Editorial summary compiled by the FDP team — not a verbatim transcript. Spotted an inaccuracy? Let us know.

A tree has been planted in Prof. Rai's name in the Sundarbans as part of Jaipuria's green-certificate initiative. The plantation is geotagged and trackable — certificate emailed.

Green honour

A tree planted in his name

A Bountiful Tree at Trees for Tigers, Sundarbans National Park

As a token of gratitude for Prof. Alok Kumar Rai’s presence at the 14th Annual Faculty Development Programme, Jaipuria Institute of Management has planted a tree in his honour. This tree will provide flowers, fruits, fodder and fuel to living creatures and help improve water catchment areas in the Sundarbans tiger habitat.

Planted on
9 May 2026
Certificate №
5533716
Green Certificate honouring Prof. Alok Kumar Rai with a tree planted at Trees for Tigers, Sundarbans National Park

Geo-tagged green certificate · issued by Grow-Trees.com

Key takeaways for faculty

  1. 1

    Move from technique-based to concept-based research

    Most published management research is statistically mechanical — give me any survey paper and I will challenge its data. The lasting work is conceptually fundamental and starts with a sound problem framework, not a sophisticated method.

  2. 2

    Tie every research project to a societal outcome

    "What did the society get out of this study?" If you cannot answer that question for a project, the publication is incidental, not foundational.

  3. 3

    Refuse the publication-machine identity

    Publication matters for AACSB, NIRF and EQUIS — but it cannot become the metric that crowds out the teacher in you.

  4. 4

    Treat AI as an IT tool, not a discipline

    Don't repeat the MBA-in-Insurance / MBA-in-Telecom mistake by building entire programs around it. The current AI age will not outlast five years; quantum is already at the door.

  5. 5

    Build the team before the vision

    Vision is fashionable but largely outsourceable. What no consultant can give you is a team capable of executing it. Individuals matter — they take organisations from Arsh to Farsh, or back.

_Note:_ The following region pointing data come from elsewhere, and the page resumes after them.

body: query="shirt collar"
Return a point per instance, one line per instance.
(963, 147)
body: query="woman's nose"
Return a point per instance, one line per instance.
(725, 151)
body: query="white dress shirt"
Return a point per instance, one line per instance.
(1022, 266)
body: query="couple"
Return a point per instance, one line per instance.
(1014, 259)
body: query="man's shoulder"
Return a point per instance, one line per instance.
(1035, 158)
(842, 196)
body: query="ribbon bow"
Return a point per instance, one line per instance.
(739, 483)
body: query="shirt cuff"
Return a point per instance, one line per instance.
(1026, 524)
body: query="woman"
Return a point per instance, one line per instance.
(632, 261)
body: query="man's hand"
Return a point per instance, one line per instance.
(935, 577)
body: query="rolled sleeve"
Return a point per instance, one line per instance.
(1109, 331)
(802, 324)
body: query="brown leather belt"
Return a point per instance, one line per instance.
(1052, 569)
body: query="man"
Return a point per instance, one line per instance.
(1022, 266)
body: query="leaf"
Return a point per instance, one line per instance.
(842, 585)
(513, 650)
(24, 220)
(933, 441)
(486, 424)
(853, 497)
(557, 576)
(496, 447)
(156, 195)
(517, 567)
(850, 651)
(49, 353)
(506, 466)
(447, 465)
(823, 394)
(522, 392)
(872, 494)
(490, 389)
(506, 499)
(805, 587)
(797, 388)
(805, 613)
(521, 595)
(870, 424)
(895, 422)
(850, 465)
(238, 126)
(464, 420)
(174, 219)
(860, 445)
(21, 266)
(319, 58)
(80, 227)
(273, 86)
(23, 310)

Speaking at One Jaipuria FDP

  • What separates a great faculty from a competent one: creation vs. reproduction
  • Why research must have a societal outcome, not just a publication
  • The publication-driven appraisal problem at AACSB / NIRF / EQUIS-graded institutions
  • AI-powered evaluation at IIM Calcutta — three-tool architecture, benefit of doubt to the student
  • AI-replicas of faculty: voice, expression and modulation captured in 5 minutes, delivering 90-minute lectures across batches
  • Leadership: building the team is more important than crafting the vision

Q&A captured

Q. For an early-career faculty who doesn't want to play the publication game but wants to do meaningful research — what would you suggest?

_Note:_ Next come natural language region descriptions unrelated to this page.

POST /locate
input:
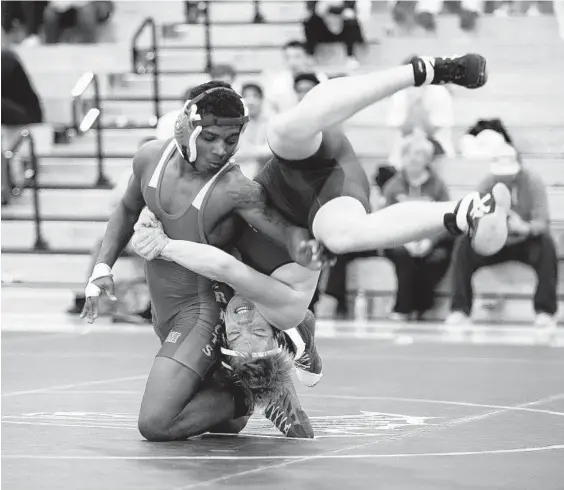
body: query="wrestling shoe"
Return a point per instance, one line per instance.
(288, 416)
(306, 361)
(467, 71)
(483, 217)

The key lies in literature review — the part everyone finds most boring. Have patience in the early years. The sounder your problem framework, the better your publication. AI-powered paper summarisation tools now make this far less painful than it was even five years ago.

Q. How do you judge whether a research paper is good or bad?

Look at data consistency — there is software for this now. And look at questionnaire design: the use of double-barrelled questions, negative-keyed questions, and built-in cross-checks separates serious work from response-pattern fishing.

Q. What are the essentials of leadership?

The textbook says functional skill at the bottom, human skill in the middle, conceptual skill at the top — I disagree slightly. Vision is largely outsourceable; consultants will give you one. What no-one can give you is a team that delivers it. Build the team. Individuals matter.